A fried rice recipe that is nourishing, makes use of leftovers, and delicious is a fried rice recipe that checks all the boxes. The medium-grain brown rice used here calls for a moist and tender mouthfeel, which clumps together with a jumble of carrot, cabbage and more to make sure you have all you can get in each bite.
Yield: Serves 4
Prep Time: 15 mins
Cook Time: 10 mins
Difficulty Level: 2/5
Ingredients
- 1⅓ cups (265 g) medium-grain brown rice
- 1 tbsp peanut oil
- 2 eggs, beaten lightly
- 3 small carrots (200g)
- 1 medium red onion (170 g), cut into wedges
- 300 g red cabbage, shredded coarsely
- 2 cloves garlic, crushed
- 4 cm piece fresh ginger (20 g), grated
- 2 green onions (scallions), sliced thinly
- 1½ tbsps light soy sauce
- 1 fresh long red chilli, sliced thinly
Steps
01. Cook rice in a medium saucepan of boiling salted water 35 mins or until tender; drain. Rinse under cold water; drain well.
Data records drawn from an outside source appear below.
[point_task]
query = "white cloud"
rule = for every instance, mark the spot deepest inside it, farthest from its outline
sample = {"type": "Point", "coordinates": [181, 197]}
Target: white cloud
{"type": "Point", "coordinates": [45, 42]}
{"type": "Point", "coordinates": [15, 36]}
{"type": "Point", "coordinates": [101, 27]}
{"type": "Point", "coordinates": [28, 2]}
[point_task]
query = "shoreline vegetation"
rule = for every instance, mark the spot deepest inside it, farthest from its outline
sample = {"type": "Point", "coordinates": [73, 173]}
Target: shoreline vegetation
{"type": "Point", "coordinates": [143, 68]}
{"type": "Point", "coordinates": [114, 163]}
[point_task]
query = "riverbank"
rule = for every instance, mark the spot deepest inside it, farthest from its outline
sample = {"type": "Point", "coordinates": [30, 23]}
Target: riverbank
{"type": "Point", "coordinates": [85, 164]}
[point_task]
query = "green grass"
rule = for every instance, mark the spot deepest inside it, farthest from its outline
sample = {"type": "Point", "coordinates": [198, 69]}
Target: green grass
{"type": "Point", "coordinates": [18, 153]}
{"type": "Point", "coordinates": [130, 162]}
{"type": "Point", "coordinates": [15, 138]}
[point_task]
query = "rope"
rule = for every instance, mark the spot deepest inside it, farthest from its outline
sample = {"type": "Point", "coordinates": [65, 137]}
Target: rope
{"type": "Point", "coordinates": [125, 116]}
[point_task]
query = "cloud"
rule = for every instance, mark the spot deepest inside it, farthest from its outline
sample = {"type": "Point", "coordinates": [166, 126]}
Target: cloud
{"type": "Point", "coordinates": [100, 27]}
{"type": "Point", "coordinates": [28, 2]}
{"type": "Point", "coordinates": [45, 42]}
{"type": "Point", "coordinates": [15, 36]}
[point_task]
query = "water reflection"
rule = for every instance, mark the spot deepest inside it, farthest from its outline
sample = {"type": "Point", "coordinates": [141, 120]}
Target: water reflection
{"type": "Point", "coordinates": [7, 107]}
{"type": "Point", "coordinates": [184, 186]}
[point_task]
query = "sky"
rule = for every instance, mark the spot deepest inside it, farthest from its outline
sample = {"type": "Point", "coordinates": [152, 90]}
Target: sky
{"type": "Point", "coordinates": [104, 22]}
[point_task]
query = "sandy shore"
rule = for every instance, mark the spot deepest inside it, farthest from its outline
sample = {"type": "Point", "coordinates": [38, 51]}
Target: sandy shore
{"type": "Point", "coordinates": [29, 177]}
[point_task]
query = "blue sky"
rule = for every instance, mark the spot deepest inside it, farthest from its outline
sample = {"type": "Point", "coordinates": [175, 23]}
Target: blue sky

02. Meanwhile, heat a large wok on medium-high heat; add 1 tsp of the oil, swirl to coat wok. Add egg; swirl wok to make a thin omelette. Cook 30 secs or until just set; slide omelette onto a clean board. Roll tightly; cut into strips.
Thinly slice carrots on the diagonal.
04. Heat remaining oil in same wok; stir-fry carrot and red onion 4 mins or until just tender. Add cabbage; stir-fry 2 mins or until wilted. Add garlic, ginger and half the green onion; stir-fry until fragrant. Add rice and sauce; stir-fry until hot.
05. Serve fried rice topped with omelette strips, chilli and remaining green onion.